Doing some practice problems from "Introduction to Probability" (Blitstein)
There are two coins, one with probability p1 of Heads and the other with probability p2 of Heads. One of the coins is randomly chosen (with equal probabilities for the two coins). It is then flipped n>=2 times. Let X be the number of times it lands Heads.
(a) Find the PMF of X.
C1 = Event that coin 1 is used (P(Heads) = p1)
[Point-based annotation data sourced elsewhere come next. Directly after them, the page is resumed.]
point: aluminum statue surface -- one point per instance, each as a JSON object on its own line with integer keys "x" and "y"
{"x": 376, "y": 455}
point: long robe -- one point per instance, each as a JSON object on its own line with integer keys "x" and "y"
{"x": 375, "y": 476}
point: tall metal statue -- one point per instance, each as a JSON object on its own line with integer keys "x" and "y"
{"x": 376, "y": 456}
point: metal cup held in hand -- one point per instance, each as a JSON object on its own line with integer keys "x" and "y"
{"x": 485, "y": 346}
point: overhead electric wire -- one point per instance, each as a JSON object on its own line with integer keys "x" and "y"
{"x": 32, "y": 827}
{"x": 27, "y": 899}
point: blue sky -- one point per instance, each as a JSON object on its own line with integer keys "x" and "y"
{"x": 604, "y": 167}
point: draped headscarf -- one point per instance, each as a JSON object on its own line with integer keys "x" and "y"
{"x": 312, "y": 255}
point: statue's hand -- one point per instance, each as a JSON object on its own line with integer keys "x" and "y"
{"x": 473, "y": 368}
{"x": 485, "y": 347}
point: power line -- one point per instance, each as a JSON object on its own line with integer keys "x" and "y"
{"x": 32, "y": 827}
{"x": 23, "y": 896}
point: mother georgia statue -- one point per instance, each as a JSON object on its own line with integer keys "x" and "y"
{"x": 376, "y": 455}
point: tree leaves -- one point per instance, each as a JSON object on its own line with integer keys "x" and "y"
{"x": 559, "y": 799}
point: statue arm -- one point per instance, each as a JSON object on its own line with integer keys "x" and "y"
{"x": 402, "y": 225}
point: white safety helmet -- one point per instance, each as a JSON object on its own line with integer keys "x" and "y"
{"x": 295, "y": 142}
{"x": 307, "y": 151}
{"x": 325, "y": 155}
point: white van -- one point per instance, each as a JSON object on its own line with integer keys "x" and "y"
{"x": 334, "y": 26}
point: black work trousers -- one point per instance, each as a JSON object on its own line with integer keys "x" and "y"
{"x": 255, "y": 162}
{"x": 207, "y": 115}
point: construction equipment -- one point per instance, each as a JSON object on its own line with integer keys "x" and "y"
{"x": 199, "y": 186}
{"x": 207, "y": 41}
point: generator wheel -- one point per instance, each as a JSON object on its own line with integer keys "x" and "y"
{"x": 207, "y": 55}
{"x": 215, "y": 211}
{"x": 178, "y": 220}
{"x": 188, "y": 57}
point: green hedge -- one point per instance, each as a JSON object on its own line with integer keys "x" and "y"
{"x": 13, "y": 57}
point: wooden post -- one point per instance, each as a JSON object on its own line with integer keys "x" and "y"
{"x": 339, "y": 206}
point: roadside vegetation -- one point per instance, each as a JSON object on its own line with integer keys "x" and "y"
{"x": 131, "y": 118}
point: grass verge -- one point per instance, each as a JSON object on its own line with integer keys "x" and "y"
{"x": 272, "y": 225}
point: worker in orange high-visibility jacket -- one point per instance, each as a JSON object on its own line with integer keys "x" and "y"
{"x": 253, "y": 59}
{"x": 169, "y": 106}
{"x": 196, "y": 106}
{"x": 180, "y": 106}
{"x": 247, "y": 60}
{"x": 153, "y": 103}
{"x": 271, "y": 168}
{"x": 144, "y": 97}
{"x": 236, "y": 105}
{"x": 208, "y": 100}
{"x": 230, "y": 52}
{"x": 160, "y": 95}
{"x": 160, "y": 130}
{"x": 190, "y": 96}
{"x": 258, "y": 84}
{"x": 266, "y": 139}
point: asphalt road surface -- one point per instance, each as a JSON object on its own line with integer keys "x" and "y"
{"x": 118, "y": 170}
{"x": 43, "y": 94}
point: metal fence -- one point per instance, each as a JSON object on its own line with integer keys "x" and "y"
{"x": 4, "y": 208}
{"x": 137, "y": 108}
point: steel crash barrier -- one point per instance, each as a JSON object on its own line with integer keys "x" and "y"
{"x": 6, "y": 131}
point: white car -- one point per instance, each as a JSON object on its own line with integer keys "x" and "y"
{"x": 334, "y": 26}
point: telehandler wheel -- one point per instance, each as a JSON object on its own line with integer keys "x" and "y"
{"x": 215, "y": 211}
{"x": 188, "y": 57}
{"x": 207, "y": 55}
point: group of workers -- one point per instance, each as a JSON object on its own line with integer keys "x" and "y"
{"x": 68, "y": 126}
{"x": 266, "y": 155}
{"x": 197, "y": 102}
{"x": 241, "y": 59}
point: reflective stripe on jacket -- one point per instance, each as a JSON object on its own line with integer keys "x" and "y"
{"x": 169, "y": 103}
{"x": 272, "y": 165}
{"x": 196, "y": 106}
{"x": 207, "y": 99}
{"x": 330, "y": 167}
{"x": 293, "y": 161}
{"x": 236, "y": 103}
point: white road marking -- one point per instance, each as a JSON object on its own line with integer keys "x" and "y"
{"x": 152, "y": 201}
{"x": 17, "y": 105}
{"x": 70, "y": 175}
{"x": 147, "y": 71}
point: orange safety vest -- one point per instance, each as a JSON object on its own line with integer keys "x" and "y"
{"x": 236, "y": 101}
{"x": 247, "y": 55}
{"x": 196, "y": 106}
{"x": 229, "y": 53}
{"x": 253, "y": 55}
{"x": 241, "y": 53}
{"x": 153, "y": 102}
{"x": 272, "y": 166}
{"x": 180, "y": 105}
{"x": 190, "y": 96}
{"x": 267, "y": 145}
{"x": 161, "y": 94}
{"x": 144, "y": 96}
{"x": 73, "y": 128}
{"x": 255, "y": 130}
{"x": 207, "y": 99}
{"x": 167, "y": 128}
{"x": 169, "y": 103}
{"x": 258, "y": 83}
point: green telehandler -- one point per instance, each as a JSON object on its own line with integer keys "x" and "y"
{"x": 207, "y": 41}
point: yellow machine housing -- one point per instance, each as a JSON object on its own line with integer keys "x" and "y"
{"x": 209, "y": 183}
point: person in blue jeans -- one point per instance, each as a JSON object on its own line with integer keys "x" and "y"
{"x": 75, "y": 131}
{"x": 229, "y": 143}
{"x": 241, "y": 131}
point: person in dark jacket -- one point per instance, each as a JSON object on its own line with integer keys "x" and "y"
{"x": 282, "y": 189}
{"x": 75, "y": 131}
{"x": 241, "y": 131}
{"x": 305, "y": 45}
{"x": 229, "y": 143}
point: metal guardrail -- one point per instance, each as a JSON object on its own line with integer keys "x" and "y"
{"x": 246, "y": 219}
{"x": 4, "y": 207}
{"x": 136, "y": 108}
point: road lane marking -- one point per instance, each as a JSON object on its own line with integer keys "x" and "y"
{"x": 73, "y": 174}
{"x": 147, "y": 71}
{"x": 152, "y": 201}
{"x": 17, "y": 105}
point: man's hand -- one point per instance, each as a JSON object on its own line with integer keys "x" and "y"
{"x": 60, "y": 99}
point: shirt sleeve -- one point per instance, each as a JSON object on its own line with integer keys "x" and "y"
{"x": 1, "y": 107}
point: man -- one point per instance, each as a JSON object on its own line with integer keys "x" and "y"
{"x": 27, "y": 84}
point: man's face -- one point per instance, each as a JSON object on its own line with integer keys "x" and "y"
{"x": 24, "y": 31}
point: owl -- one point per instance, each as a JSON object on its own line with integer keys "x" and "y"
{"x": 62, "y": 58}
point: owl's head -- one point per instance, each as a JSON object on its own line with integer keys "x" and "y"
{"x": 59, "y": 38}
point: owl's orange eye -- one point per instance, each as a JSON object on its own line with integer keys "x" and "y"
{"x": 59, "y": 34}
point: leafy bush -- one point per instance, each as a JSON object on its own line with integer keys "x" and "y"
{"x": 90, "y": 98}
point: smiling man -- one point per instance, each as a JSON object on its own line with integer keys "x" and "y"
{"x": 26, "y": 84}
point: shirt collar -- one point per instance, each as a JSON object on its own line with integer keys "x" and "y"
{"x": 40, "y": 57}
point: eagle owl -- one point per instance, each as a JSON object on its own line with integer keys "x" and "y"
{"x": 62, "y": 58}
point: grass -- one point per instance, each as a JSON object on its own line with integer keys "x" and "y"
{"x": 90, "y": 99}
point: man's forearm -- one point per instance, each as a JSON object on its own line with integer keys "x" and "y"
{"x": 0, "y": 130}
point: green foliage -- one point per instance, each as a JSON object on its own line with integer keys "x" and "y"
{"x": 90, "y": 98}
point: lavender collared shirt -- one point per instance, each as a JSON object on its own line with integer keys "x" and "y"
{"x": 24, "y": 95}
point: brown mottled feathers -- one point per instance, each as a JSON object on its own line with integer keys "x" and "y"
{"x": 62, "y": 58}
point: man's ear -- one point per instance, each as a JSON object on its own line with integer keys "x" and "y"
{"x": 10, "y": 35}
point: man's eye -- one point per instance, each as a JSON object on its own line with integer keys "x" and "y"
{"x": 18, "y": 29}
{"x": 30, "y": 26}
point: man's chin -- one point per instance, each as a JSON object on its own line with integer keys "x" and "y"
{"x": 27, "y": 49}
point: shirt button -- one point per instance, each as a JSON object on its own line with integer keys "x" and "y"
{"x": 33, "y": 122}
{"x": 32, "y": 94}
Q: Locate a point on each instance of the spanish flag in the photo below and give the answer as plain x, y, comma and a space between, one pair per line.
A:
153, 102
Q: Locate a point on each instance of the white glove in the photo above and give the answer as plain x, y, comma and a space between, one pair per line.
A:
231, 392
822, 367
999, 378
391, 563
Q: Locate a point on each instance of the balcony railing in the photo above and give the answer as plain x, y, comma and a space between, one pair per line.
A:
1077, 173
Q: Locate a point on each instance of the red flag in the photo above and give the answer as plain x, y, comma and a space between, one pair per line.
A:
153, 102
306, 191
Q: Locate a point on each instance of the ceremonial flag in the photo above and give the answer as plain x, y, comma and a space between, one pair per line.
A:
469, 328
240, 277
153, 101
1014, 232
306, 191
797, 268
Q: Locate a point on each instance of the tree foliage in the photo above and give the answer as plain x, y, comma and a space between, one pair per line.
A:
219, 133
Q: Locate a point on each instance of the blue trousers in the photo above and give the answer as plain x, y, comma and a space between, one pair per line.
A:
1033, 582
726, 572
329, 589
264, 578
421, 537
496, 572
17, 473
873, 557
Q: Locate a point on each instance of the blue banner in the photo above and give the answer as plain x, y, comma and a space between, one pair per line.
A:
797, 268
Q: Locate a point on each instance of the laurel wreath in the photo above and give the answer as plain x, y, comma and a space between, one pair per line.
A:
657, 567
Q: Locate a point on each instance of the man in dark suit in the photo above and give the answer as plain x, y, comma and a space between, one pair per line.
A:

C2 = Event that coin 2 is used (P(Heads) = p1)
P(X=x) = P(X=x|C1)*P(C1)+P(X=x|C2)*P(C2)
Question: Is the notation fine? You can write P(X=x|C1)? They're both events, so I'd think so?
$ = {{n}\choose{x}}p_1^x(1-p_1)^{x-n}\frac{1}{2} + {{n}\choose{x}}p_2^x(1-p_2)^{x-n}\frac{1}{2} $
Question: is the work correct?
(b) What is the distribution of X if p1 = p2?
You can add the two terms if the probabilities are the same:
$ = {{n}\choose{x}}p_1^x(1-p_1)^{x-n} $
Question: is the logic correct?
(c) Give an intuitive explanation of why X is not Binomial for p1 != p2 (its distribution is called a mixture of two Binomials). You can assume that n is large for your explanation, so that the frequentist interpretation of probability can be applied.
I am unsure about this one.
If part A is correct, I can rewrite as
$ = {n \choose x}(p_1^x(1-p_1)^(x-n)\frac{1}{2} + p_2^x(1-p_2)^(x-n)\frac{1}{2}) $
which only has 1 binomial term... so either part A is incorrect or I am not completely understanding binomial definition.
What makes a PMF binomial is not that there is a binomial coefficient in the formula for the probability of each value $x.$ It is not even that there is only one binomial coefficient in the formula. What makes a PMF a binomial PMF is that the probability $P(X=x)$ can be written exactly like this:
$$ \binom nx p^x (1-p)^{n-x}. $$
If you are forced to put anything else in the formula, it's not a binomial PMF.
Can $P(X=x)$ be written this way when $p_1 \neq p_2$?
It seems "obvious" that the answer is "no," but I have some doubts that this is sufficiently "intuitive" for the question. The suggestion to consider large values of $n$ seems to be a hint about what kind of intuition is expected. Something to consider is what the distribution of $X$ would look like if $n$ is very large.
If you have looked at the shapes of a simple binomial distribution with parameter $p$, as $n$ gets larger you get a larger chance that the value will be within a few percent of $np.$ But what you have is a mixed distribution with half a large probability of being near $np_1$ and half a large probability of being near $np_2.$ If $n$ is really large, what do you think happens to the probability that the random value will be midway between $np_1$ and $np_2,$ compared to the probability of being at $np_1$ or $np_2$?